Explanation: Well, variants 2, 3, 4 are not really useful because the person does not want to know if (s)he has a predisposition for cancer, (s)he tries to find out if (s)he has cancer NOW and has no idea which cancer (s)he has so it is not really possible to take a biopsy and investigate somatic mutations. Tumor marker analysis is also a low accuracy tool when there is no specific “cancer” to test for. In general the only right solution here would be to send the person home (prescription of homeopathy is funny and technically could help to reduce the anxiety, but we have a principal position against pseudo-science so this variant was ideologically wrong). If you want to learn more you can read eg, this web page , “Although tumor markers are extremely useful in determining whether a tumor is responding to treatment or assessing whether it has recurred, no tumor marker identified to date is sufficiently sensitive or specific to be used on its own to screen for cancer”.

 

You want to confirm the diagnosis for a patient with preliminary diagnosis “cystic fibrosis” (CF). Your budget is limited to $1,000 by the insurance company which finances the analysis, therefore you may choose only one of the following analysis. Which experiment will you perform? 

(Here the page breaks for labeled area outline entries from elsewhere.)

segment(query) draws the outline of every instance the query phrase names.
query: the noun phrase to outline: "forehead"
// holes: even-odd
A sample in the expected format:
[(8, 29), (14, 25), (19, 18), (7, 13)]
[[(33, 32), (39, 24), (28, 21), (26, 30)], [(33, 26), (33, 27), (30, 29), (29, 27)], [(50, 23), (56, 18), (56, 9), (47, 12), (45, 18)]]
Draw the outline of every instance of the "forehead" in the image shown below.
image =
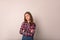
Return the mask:
[(25, 16), (30, 16), (29, 14), (25, 14)]

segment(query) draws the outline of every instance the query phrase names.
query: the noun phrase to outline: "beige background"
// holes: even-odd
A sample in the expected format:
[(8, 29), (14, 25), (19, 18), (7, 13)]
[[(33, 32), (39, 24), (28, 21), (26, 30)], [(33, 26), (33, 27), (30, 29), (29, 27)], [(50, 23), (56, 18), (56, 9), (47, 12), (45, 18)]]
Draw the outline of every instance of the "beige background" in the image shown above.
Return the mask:
[(37, 25), (35, 40), (60, 40), (60, 0), (0, 0), (0, 40), (21, 40), (26, 11)]

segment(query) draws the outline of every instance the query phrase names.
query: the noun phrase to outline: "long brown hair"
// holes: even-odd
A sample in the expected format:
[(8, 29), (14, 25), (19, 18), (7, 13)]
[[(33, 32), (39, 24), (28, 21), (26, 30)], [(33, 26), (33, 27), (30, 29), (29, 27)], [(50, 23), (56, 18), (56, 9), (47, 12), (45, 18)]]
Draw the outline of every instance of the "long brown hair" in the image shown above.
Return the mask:
[(30, 23), (33, 23), (33, 17), (32, 17), (30, 12), (25, 12), (25, 14), (24, 14), (24, 22), (27, 22), (26, 17), (25, 17), (26, 14), (30, 15), (30, 21), (31, 21)]

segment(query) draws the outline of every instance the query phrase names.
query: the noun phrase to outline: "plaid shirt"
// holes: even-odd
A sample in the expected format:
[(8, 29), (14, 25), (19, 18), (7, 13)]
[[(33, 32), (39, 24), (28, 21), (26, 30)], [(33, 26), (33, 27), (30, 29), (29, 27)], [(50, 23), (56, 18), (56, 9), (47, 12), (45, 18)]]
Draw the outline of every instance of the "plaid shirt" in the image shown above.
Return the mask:
[(35, 23), (32, 23), (32, 25), (30, 25), (29, 23), (23, 22), (19, 33), (24, 36), (34, 36), (35, 28)]

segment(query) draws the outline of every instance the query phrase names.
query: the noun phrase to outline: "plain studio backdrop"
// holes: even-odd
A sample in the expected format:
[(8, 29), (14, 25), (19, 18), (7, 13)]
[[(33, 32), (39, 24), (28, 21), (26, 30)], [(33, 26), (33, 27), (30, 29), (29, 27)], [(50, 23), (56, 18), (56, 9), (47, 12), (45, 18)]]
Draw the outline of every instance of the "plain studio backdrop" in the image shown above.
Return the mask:
[(60, 0), (0, 0), (0, 40), (21, 40), (24, 13), (36, 23), (35, 40), (60, 40)]

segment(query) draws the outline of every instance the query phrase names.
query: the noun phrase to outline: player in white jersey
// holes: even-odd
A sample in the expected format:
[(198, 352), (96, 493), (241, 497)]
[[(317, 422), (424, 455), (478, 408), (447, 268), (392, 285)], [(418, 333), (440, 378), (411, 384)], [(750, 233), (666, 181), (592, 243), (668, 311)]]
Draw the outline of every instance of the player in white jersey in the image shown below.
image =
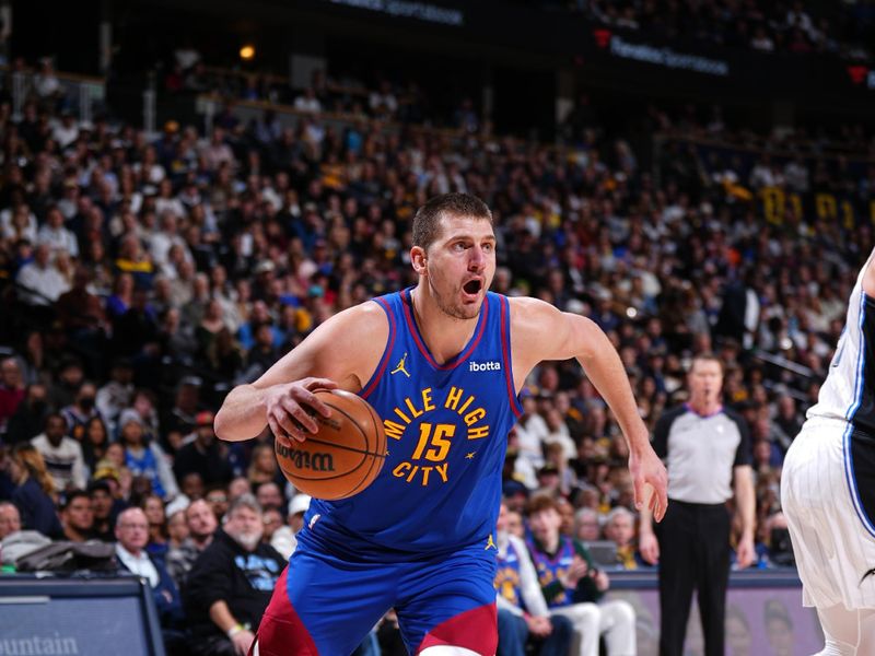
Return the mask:
[(781, 501), (824, 656), (875, 654), (875, 251), (851, 292), (820, 396), (784, 460)]

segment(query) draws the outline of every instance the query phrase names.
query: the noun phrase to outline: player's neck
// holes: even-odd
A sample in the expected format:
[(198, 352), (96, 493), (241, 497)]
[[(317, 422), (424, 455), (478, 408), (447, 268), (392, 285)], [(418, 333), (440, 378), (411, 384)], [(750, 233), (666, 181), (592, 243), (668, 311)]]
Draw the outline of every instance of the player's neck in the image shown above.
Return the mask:
[(719, 399), (709, 401), (708, 399), (690, 399), (687, 407), (700, 417), (711, 417), (723, 408)]
[(439, 364), (458, 355), (477, 329), (479, 315), (471, 319), (457, 319), (443, 312), (438, 303), (428, 298), (428, 285), (412, 290), (413, 316), (419, 332)]

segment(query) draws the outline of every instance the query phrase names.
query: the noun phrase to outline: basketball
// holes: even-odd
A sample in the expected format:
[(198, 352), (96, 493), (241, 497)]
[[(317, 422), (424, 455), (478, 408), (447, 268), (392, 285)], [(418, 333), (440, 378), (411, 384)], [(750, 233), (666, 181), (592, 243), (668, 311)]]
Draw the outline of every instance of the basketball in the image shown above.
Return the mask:
[(349, 391), (323, 389), (316, 397), (331, 409), (331, 417), (315, 413), (319, 432), (291, 447), (275, 440), (277, 461), (301, 492), (316, 499), (347, 499), (370, 485), (383, 469), (383, 422), (368, 401)]

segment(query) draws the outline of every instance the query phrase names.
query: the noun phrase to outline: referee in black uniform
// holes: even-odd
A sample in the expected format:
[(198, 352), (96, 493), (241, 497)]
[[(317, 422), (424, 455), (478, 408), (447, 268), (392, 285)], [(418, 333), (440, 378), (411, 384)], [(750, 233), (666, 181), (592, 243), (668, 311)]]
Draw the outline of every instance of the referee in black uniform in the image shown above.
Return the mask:
[(724, 655), (733, 495), (742, 516), (738, 566), (754, 562), (756, 501), (750, 436), (744, 419), (721, 405), (723, 366), (697, 355), (687, 377), (689, 400), (656, 422), (653, 448), (668, 468), (668, 509), (654, 536), (641, 513), (641, 555), (660, 563), (660, 655), (681, 656), (692, 591), (698, 590), (707, 656)]

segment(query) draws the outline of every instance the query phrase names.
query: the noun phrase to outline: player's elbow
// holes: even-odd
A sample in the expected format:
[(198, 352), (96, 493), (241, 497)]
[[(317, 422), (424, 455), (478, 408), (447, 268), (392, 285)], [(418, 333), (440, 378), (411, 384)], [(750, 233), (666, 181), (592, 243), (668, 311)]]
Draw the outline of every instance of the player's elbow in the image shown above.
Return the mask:
[[(222, 407), (219, 409), (219, 412), (215, 413), (215, 419), (213, 419), (213, 431), (219, 440), (224, 440), (225, 442), (240, 442), (241, 440), (255, 437), (255, 435), (247, 434), (250, 431), (247, 431), (245, 415), (242, 415), (238, 410), (241, 407), (241, 403), (236, 398), (238, 394), (240, 387), (232, 389), (228, 397), (225, 397), (225, 400), (222, 403)], [(242, 407), (246, 408), (245, 405)]]

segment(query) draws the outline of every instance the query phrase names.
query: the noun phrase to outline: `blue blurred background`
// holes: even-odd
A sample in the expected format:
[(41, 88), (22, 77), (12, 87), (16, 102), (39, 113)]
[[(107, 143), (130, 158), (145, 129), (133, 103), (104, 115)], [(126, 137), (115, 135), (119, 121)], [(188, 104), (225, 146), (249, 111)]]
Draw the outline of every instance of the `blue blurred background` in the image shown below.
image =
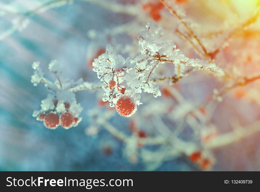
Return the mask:
[[(48, 1), (1, 0), (25, 12), (37, 4)], [(15, 15), (7, 14), (0, 20), (0, 33), (12, 27)], [(93, 91), (76, 93), (84, 107), (83, 120), (77, 127), (66, 130), (45, 128), (32, 114), (40, 109), (48, 93), (43, 85), (30, 82), (31, 64), (39, 61), (47, 77), (48, 64), (57, 59), (65, 67), (66, 76), (77, 80), (98, 80), (87, 67), (89, 43), (87, 32), (102, 30), (122, 23), (119, 15), (97, 6), (76, 1), (30, 17), (29, 25), (0, 41), (0, 170), (142, 170), (142, 163), (131, 164), (122, 157), (122, 143), (105, 131), (98, 137), (84, 133), (89, 125), (88, 109), (96, 103)], [(104, 143), (113, 146), (112, 153), (101, 149)], [(190, 170), (181, 159), (165, 163), (159, 170)]]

1.    Nanopore low-coverage WGS because having information about whole genome is always better and preliminary diagnosis may be not accurate
2.    Illumina 100x sequencing of the CFTR gene since most of the cystic fibrosis cases were associated with single nucleotide variants (SNVs) in this gene
3.    Ultra high-density microarray (such as Affymetrix Whole Genome SNP array 6.0) since this disease may be caused by copy number variations (CNVs)
4.    Reduced representation bisulfite sequencing (RRBS), since methylation status is important in many diseases and RRBS is focused only on important regions

Explanation: CFTR is the gene responsible for cystic fibrosis and it is mostly caused by point mutations and short indels and in less than 10% of cases – exonic-level CNVs, and both types of variation has to be investigated. So any variant except 2 will not allow you to do that (nanopore has low accuracy especially for low coverage case, microarrays will not let you to investigate SNVs and RRBS is focused on CpG-rich regions - and CFTR gene is not fully covered by RRBS, and overall doing variant calling from bisulphite sequencing is not really accurate).

 

You have a Nanopore sequencer and want to produce reads as long as possible. What will prevent you from achieving the goal? (Self-hybridization of DNA can be neglected)

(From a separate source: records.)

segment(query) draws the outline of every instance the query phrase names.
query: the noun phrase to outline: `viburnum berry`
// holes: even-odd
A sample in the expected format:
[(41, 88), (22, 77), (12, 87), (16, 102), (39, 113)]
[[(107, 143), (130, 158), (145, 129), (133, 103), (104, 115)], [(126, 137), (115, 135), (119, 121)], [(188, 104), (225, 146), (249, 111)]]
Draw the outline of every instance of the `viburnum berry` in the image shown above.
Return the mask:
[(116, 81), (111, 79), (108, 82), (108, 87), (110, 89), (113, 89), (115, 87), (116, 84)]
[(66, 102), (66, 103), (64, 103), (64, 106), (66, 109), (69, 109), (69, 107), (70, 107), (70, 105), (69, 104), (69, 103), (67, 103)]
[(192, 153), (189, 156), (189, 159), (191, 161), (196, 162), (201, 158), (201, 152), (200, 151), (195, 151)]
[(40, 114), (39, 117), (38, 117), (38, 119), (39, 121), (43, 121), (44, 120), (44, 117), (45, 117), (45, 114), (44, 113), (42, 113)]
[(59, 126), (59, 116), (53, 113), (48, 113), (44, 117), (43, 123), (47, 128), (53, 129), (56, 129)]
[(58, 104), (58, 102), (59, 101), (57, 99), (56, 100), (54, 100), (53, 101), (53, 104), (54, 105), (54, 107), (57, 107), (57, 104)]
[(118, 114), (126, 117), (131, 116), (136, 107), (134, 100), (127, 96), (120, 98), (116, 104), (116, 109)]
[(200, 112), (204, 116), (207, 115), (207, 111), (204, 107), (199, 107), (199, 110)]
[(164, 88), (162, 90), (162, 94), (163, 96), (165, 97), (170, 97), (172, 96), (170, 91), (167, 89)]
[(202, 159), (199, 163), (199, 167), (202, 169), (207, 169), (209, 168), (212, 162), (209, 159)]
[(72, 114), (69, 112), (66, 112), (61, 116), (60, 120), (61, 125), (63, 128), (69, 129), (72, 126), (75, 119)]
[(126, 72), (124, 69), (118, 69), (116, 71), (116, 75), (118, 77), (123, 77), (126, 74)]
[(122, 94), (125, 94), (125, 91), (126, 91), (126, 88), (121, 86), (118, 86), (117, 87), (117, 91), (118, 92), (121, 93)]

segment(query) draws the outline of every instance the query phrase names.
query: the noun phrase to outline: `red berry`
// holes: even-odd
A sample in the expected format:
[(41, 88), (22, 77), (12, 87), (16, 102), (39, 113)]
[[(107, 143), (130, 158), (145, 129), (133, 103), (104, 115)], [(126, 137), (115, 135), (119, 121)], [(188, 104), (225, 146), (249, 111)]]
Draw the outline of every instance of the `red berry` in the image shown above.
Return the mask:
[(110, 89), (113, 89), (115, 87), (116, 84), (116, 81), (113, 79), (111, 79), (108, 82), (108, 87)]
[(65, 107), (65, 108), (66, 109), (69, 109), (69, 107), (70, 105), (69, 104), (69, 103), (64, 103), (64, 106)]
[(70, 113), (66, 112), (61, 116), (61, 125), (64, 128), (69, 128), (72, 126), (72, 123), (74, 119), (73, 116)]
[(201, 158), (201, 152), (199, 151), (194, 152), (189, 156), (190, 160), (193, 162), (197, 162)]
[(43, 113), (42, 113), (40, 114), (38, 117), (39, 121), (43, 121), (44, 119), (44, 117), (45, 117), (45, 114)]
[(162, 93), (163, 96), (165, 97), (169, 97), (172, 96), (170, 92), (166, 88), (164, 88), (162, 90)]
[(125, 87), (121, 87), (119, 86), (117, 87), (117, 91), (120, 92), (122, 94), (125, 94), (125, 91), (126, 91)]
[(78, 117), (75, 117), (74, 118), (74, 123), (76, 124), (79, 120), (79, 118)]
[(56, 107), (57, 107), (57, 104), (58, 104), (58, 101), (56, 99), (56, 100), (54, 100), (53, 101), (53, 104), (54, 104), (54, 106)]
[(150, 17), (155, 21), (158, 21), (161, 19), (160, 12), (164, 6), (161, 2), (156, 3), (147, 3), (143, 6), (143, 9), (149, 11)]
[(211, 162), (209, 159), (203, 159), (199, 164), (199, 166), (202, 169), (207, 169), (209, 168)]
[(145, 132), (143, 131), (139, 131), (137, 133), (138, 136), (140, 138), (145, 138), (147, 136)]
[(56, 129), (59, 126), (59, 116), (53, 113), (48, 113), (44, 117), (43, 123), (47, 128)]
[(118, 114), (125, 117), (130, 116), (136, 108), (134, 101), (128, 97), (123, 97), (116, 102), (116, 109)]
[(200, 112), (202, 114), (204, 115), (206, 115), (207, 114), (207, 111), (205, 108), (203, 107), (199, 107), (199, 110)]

1.    Presence of repeats in your DNA
2.    The fact that quality of base calling is degrading with the length
3.    Too narrow pipette tips 
4.    Presence of short homopolymers (2-10 bps) in DNA you sequence

Explanation: If your pipette tip is not wide enough, you will break your DNA into small pieces even before you start sequencing (eg, here, “Whenever possible, DNA was handled with a wide-bore, low-bind pipette tip.”). Other aspects may play some role, but they are unavoidable and do not matter if you did not take variant 3) into account in the beginning.